Regulation of ATP Synthase Activity
Since ATP synthase can hydrolyze ATP when the electrochemical proton gradient across the membrane is not available for ATP synthesis, prevention of this wasteful reverse reaction seems to be critical for this enzyme complex, and multiple regulatory mechanisms exist for this purpose, irrespective of the origin of the enzyme. The most common regulatory mechanism for ATP synthase is known as ADP inhibition. Once MgADP has been produced by the hydrolysis reaction, it becomes tightly bound to the catalytic site, strongly preventing subsequent ATP hydrolysis, but not ATP synthesis (14, 45, 68) (Fig. 2A).

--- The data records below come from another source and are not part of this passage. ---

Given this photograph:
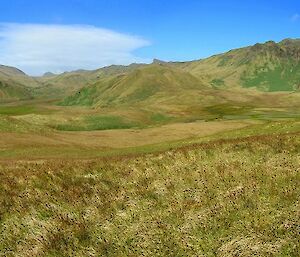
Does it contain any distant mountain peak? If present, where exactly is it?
[152,58,167,64]
[43,71,55,77]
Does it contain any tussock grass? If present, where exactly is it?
[0,133,300,257]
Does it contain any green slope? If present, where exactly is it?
[177,39,300,92]
[59,64,206,107]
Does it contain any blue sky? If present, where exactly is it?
[0,0,300,74]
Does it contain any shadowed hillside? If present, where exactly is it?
[174,39,300,91]
[0,65,39,102]
[63,64,207,106]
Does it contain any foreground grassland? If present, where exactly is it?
[0,132,300,257]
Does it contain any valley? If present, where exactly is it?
[0,39,300,257]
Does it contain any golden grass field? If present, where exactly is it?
[0,97,300,254]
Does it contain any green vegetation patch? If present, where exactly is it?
[241,64,300,92]
[150,113,174,123]
[54,115,138,131]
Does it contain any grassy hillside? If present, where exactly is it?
[0,65,39,102]
[0,131,300,257]
[59,64,206,107]
[0,79,32,102]
[174,39,300,91]
[35,63,143,98]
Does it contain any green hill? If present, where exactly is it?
[63,64,207,107]
[35,63,143,98]
[177,39,300,91]
[0,65,39,102]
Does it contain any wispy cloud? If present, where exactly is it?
[291,13,300,22]
[0,23,150,75]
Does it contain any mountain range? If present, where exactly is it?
[0,39,300,107]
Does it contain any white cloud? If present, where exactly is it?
[0,23,150,75]
[291,13,300,22]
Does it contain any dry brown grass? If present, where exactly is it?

To recover from this ADP inhibition, ATP binding to the noncatalytic sites on the α subunits is required (39). Some detergents, such as lauryldimethylamine oxide (15) and octylglucoside (50), and anions (11, 69), efficiently recover the enzyme from this inhibition. Based on the single-molecule analysis of the catalytic turnover of thermophilic F1-ATPase using rotation assay, Hirono-Hara et al. clearly indicated that ADP inhibition can be observed as frequent long pauses at 80° within the 120° catalytic step during rotation (21).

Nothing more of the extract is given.